Many years of civil war have led to unrest in all aspects of Somalian life. Among the areas most affected is primary education in Somalia. Though the United States is doing a great deal to help rebuild, significant differences in the infrastructures of both countries’ primary schools still remain.
Primary schooling is the earliest stage of education in a child’s life, aside from nursery, pre-schooling or kindergarten programs. It is an important phase in the learning process because it teaches children the basics of reading, writing and math that they need for later education and life in general.
Because primary schools are the foundation of an entire educational system’s organization, attention to their efficacy is critical. Comparing primary education in the U.S. to that of a developing country such as Somalia provides interesting insight into the reasons that higher education in both countries may differ so significantly.
From the beginning of formal schooling, fewer children are receiving an education in Somalia. While education at the primary level is mandatory for all children in the U.S., roughly 42 percent of primary school aged children are enrolled in school.

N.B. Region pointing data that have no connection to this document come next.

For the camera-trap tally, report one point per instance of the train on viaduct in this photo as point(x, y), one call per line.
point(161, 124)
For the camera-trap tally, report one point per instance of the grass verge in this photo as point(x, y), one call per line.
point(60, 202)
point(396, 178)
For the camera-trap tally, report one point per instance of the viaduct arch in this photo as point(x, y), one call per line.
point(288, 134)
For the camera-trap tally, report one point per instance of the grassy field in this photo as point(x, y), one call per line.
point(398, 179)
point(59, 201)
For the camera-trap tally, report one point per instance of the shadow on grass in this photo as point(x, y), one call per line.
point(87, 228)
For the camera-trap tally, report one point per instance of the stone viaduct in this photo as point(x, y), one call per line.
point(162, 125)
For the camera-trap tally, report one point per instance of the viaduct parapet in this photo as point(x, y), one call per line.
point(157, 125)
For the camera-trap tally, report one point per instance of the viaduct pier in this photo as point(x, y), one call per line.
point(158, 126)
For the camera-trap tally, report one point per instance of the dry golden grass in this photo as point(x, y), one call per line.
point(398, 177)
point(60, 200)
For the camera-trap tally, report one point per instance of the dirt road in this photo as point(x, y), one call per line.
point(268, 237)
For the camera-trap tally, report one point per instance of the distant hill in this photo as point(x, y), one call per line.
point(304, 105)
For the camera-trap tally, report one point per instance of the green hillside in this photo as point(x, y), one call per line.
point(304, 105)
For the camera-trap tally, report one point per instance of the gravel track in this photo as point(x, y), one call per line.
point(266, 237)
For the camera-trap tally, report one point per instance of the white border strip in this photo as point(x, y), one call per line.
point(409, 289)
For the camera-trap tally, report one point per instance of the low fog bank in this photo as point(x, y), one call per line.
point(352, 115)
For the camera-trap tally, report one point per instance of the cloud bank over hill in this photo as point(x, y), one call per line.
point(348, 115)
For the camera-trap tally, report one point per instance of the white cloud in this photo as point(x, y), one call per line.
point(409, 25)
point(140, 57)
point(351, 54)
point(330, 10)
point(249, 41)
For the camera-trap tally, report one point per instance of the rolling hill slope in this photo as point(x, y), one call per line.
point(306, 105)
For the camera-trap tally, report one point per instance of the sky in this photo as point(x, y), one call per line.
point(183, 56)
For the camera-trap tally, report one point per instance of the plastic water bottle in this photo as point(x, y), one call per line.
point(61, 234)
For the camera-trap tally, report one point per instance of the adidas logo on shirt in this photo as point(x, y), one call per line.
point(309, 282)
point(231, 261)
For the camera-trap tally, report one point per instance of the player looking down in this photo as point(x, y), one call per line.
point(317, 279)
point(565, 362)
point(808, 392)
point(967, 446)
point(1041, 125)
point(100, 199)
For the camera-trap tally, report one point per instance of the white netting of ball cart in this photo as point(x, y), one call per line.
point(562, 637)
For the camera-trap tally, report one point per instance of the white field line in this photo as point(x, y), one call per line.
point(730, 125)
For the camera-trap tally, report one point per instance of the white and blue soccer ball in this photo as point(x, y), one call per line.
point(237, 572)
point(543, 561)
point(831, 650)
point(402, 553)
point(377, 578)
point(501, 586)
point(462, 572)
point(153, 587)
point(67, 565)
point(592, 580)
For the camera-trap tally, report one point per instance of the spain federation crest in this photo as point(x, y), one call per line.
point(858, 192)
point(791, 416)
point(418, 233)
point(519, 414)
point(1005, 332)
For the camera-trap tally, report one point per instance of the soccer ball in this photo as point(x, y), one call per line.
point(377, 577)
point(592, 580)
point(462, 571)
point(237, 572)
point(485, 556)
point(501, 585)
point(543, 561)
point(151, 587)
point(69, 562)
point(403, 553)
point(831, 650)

In the U.S., primary school lasts from first to fifth grade, resulting in five years of fundamental education. In Somalia, however, primary school ends in fourth grade. Though schooling continues beyond these four years, many children do not. Dropping out before the fifth grade level becomes almost a social norm, as only 8 percent of Somali children enroll in secondary school.
Accessibility to education in Somalia and the U.S. accounts for these staggering differences. Public education is available to all students in the U.S., making the compulsory nature of schooling possible. However, due to the number of schools destroyed by civil war in Somalia, easily accessible education is not a luxury available to all Somali children.
The children that do attend school in Somalia also face obstacles that U.S. students do not encounter regularly. For example, the teacher-to-student ratio in primary schools in Somalia is one to 33. The average number of pupils per teacher in the U.S. is less than half of that, giving each student greater opportunity for individual attention.
Gender inequality is also apparent in the Somali education system. The current social barriers in Somalia do not encourage women to receive an education, so it is not surprising that less than 36 percent of students are female. Because schooling is mandated by U.S. laws, gender disparity is not a noticeable issue in American primary schools.
Other issues U.S. pupils are less likely to face are disparity of textbooks and other learning materials, a lack of qualified teachers and unstandardized curricula.
In the U.S., curricula are standardized by state. Education at the primary level does not vary too much. Most students learn to read and write at the same age and acquire the same basic skill sets during first through fifth grade.
Consistency is lacking among primary schools in Somalia. What one child learns in second grade may be completely different from what another child learns in second grade at a different school. The lack of a standardized curriculum makes country-wide assessments difficult. Even though the Ministry of Education in Somalia would like to rebuild the educational system, the absence of standardization does not provide an adequate place to start making improvements.
A good place to start may be government funding. Public schools in the U.S. are government funded, but many of the primary schools in Somalia cannot function without receiving at least some financial support from students’ parents. A child raised in a poor family may not be able to afford primary education.
The quality of public education varies in the U.S. depending on the economic state of the school’s area, but public education is always available. In order to provide the most help to the Somali educational system, aid should be given to ensure that some sort of schooling is always available to children, especially at a young age.
The good news is that many U.S. aid programs are working to rebuild schools in Somalia.
SAFE, the Somali and American Fund for Education, works with schools in Somalia to ensure their credibility as learning institutions. The organization looks at the community’s involvement in their local schools and awards certain areas money to fund construction of new school buildings. The even better news is that these schools include all levels of learning through twelfth grade, including primary education.